In an attention-deficit world, where everyone’s playing catchup, it is no surprise that learning must be delivered in small, short bursts to remain ingestible. We know that the average attention span has shrunk significantly. Today’s students are unable to palate lengthy and dense sessions, they are unwilling to spare hours on un-interactive text-based content.
Microlearning addresses this unique challenge. Also called bite-learning, such lessons are generally three to five minutes long. They package learning into bite-sized morsels, delivered in rich media formats and designed with specific outcomes. The brevity and multi-device accessibility of these sessions aids retention and makes them perfect for commute time, quick breaks between meetings and lunch hour sessions. It suits the modern employee and the distracted student. Online learning providers understand that today’s world requires an on-time, on-demand and on-the-go educational experience. Nobody has the time for more.

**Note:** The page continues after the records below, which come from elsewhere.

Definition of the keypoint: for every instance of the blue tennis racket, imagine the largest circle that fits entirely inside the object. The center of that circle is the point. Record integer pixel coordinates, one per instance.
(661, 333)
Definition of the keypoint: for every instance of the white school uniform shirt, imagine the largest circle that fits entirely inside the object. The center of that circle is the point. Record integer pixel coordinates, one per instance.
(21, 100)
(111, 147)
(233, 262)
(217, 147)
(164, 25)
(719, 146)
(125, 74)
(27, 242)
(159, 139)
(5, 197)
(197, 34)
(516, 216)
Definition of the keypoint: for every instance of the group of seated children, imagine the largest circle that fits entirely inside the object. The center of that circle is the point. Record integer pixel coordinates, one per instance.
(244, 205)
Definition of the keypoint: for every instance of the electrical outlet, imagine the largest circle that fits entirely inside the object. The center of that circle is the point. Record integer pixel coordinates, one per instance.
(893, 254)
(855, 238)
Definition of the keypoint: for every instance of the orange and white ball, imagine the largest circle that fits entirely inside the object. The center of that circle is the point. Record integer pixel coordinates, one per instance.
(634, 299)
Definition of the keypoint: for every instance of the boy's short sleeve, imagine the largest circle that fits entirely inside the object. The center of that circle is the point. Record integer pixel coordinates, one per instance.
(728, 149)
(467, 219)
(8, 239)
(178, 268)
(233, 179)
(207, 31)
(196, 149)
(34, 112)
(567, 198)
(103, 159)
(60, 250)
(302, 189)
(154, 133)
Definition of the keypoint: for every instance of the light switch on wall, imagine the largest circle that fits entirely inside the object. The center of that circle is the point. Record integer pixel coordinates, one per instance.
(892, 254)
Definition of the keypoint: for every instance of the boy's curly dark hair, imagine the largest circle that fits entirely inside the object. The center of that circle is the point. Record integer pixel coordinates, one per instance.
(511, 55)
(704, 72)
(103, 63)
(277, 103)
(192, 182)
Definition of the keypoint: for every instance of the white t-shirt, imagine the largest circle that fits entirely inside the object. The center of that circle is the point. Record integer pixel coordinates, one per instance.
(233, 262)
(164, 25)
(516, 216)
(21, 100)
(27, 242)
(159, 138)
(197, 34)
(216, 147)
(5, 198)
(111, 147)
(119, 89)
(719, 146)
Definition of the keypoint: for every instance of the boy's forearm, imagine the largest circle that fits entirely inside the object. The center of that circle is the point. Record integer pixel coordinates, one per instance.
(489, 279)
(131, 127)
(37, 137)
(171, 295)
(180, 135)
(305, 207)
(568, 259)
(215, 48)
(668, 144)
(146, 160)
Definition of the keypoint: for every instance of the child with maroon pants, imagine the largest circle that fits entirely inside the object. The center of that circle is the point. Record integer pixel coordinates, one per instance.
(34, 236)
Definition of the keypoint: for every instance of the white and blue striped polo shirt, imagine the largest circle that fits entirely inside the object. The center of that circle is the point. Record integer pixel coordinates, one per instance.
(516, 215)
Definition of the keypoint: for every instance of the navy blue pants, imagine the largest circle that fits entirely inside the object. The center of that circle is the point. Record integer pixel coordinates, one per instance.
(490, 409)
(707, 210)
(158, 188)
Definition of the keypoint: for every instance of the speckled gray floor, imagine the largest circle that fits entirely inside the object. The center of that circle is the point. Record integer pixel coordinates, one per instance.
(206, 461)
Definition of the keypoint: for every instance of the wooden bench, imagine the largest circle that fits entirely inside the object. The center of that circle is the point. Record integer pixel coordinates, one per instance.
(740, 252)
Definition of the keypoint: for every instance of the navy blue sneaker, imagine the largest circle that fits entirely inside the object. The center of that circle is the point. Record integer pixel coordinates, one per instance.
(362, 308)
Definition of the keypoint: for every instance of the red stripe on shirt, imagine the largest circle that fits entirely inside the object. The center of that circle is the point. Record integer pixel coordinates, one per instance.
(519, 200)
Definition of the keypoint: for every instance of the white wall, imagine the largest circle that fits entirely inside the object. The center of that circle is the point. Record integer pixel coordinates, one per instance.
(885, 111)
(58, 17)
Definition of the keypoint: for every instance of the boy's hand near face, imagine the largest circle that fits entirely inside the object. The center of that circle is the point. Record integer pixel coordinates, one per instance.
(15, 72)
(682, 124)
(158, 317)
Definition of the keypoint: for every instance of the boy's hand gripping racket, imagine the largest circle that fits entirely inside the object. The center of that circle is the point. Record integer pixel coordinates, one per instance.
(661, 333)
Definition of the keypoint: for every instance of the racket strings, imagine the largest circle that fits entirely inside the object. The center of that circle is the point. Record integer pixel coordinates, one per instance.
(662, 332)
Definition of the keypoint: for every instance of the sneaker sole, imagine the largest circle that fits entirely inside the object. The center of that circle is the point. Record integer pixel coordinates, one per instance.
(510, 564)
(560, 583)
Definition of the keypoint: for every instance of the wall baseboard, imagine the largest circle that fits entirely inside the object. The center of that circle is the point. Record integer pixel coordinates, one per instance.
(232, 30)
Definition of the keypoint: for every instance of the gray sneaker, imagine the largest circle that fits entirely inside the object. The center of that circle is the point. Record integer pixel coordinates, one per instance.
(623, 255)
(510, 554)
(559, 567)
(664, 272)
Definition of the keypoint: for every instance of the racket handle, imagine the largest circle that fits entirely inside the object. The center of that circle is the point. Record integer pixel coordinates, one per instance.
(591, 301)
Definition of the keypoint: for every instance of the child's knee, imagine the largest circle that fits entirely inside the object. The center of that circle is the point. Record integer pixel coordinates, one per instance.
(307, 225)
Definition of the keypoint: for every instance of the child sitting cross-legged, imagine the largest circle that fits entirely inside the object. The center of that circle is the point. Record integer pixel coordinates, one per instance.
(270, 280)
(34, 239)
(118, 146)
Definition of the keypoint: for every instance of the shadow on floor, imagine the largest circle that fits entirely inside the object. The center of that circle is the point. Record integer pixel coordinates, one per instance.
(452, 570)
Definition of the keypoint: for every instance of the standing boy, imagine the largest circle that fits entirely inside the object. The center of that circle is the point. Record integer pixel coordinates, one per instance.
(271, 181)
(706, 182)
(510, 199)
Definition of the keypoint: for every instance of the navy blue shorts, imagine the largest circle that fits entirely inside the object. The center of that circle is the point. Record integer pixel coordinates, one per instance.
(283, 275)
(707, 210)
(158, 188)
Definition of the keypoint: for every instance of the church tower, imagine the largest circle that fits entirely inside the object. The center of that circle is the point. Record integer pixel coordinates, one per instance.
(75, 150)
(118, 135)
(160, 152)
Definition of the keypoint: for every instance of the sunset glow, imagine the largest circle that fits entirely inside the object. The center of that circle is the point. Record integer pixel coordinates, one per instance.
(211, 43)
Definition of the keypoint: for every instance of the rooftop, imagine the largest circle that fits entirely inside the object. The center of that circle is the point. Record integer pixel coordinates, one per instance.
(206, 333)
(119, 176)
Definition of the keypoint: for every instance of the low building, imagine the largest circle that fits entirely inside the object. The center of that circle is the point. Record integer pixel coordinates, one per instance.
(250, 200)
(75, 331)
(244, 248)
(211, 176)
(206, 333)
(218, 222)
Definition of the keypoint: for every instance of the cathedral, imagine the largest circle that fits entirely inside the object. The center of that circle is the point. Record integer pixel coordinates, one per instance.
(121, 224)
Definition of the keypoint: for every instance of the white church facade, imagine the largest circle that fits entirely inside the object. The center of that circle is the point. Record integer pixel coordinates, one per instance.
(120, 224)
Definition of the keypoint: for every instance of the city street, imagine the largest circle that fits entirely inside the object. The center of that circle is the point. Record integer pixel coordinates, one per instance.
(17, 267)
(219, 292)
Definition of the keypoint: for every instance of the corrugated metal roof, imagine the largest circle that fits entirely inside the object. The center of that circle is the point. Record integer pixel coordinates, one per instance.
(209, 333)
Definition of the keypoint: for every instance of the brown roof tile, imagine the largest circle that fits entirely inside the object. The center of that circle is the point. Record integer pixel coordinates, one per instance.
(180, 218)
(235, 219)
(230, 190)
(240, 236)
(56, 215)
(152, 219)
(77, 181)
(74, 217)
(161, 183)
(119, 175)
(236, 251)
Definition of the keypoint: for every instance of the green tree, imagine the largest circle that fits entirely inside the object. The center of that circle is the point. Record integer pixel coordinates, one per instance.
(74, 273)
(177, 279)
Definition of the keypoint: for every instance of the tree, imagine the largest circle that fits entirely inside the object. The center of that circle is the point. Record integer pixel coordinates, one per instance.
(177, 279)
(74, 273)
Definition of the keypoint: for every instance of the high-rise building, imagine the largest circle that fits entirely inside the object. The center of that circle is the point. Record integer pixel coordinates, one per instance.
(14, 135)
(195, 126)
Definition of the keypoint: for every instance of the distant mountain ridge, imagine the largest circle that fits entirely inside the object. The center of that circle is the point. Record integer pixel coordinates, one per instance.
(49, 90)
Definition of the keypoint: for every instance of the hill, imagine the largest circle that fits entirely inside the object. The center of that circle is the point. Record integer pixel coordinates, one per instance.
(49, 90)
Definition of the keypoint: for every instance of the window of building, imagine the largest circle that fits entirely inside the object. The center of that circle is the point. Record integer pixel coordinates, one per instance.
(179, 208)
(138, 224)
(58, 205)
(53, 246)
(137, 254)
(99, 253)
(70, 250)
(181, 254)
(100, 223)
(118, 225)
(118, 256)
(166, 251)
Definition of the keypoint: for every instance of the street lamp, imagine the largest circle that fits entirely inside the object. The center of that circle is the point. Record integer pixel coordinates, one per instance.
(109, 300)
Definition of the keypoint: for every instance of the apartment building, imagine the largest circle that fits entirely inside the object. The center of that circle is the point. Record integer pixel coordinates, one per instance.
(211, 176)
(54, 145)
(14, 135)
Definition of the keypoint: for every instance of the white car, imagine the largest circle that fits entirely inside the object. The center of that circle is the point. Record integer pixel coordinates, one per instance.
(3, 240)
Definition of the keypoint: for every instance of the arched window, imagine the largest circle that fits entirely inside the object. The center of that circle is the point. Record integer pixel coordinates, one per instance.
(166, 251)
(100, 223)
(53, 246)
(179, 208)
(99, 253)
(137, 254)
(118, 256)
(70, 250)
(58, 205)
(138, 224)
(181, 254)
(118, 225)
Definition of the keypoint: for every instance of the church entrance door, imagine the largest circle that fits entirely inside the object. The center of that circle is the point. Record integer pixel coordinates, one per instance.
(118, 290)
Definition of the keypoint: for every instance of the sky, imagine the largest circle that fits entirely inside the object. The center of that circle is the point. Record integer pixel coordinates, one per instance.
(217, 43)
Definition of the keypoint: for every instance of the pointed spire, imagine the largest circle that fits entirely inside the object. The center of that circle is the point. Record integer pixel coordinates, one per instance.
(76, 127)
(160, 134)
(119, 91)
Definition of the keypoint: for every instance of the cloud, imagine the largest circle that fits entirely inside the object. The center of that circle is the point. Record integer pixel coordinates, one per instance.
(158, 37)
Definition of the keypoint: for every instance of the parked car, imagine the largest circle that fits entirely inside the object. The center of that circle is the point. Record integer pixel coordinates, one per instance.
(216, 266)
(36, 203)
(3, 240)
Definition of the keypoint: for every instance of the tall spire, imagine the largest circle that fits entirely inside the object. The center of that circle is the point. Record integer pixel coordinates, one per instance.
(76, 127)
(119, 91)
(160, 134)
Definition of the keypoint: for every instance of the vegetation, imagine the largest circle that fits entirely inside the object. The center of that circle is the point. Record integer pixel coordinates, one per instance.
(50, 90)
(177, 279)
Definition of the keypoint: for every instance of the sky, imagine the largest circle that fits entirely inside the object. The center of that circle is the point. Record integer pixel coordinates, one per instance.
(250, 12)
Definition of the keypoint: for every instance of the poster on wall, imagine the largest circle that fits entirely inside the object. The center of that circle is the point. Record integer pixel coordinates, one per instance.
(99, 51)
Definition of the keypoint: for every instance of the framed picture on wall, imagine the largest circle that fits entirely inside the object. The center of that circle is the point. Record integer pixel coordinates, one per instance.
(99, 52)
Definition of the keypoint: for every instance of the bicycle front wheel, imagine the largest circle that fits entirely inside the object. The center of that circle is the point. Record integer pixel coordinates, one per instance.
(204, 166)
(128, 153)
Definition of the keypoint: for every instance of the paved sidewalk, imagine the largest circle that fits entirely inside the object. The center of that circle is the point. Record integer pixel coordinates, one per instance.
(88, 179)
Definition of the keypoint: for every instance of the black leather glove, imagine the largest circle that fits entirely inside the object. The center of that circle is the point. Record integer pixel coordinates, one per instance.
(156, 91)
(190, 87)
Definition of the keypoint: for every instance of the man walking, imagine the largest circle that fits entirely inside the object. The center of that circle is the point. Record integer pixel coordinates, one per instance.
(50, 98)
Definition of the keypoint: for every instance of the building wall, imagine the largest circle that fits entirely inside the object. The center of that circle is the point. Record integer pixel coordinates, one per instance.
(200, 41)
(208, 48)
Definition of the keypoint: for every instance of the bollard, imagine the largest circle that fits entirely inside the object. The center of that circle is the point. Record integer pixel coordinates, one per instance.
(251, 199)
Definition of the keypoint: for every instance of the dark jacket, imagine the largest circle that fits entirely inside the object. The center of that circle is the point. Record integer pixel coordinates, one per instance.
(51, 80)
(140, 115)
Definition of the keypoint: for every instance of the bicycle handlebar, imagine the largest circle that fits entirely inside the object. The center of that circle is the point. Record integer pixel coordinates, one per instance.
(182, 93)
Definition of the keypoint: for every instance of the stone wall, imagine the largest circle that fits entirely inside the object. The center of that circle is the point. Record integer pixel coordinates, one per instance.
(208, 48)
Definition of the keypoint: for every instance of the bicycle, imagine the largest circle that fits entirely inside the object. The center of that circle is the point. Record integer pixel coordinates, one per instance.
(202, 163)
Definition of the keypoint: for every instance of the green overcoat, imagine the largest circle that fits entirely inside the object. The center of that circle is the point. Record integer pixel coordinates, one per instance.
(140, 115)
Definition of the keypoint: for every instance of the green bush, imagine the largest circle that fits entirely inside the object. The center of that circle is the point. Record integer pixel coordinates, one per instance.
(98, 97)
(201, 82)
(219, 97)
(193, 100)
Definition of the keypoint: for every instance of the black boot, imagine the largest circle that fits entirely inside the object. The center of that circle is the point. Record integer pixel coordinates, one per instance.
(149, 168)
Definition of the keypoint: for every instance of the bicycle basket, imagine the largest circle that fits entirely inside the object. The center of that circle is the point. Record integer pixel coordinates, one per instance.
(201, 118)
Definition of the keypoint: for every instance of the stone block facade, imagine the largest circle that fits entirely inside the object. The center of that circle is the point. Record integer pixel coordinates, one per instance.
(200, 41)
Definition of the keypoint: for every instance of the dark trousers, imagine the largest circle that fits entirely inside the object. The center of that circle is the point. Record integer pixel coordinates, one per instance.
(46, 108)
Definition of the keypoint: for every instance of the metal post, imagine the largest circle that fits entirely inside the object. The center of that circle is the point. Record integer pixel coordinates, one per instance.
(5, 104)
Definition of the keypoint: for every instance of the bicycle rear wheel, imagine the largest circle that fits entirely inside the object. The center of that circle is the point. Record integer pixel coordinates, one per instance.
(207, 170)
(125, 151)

- Hybrid Channel and Business Models
While most Indians believe in the benefits of online education, nearly one-third of them believe that it is not a substitute for traditional learning. Meanwhile, traditional schools and colleges are waking up to the cost-saving and quality enhancement opportunities that e-learning offers. These factors lead to hybrid business and delivery models. In India, private schools are increasingly adopting multimedia education technologies for their classrooms; online learning providers are setting up offline touchpoints to enable peer-to-peer learning through labs and group discussions. Market expansion by traditional institutions in the future will happen through virtual classrooms, which will offer both theoretical and practical knowledge. Companies and knowledge providers have started engaging in partnerships. Many vocational training companies now use online channels to offer a national reach. DTH providers, such as Dish TV, are adding educational channels to their offerings. The combinatorial possibilities are endless.
The rate at which technological advances become affordable will significantly enrich the offerings in the online education space. While online learning has already modelled itself to suit the needs and whims of the present generation, its success in the future will depend on its ability to adapt as those needs evolve. Innovative cross-sector partnerships and diverse exposure channels will help education providers gain an edge over their competition.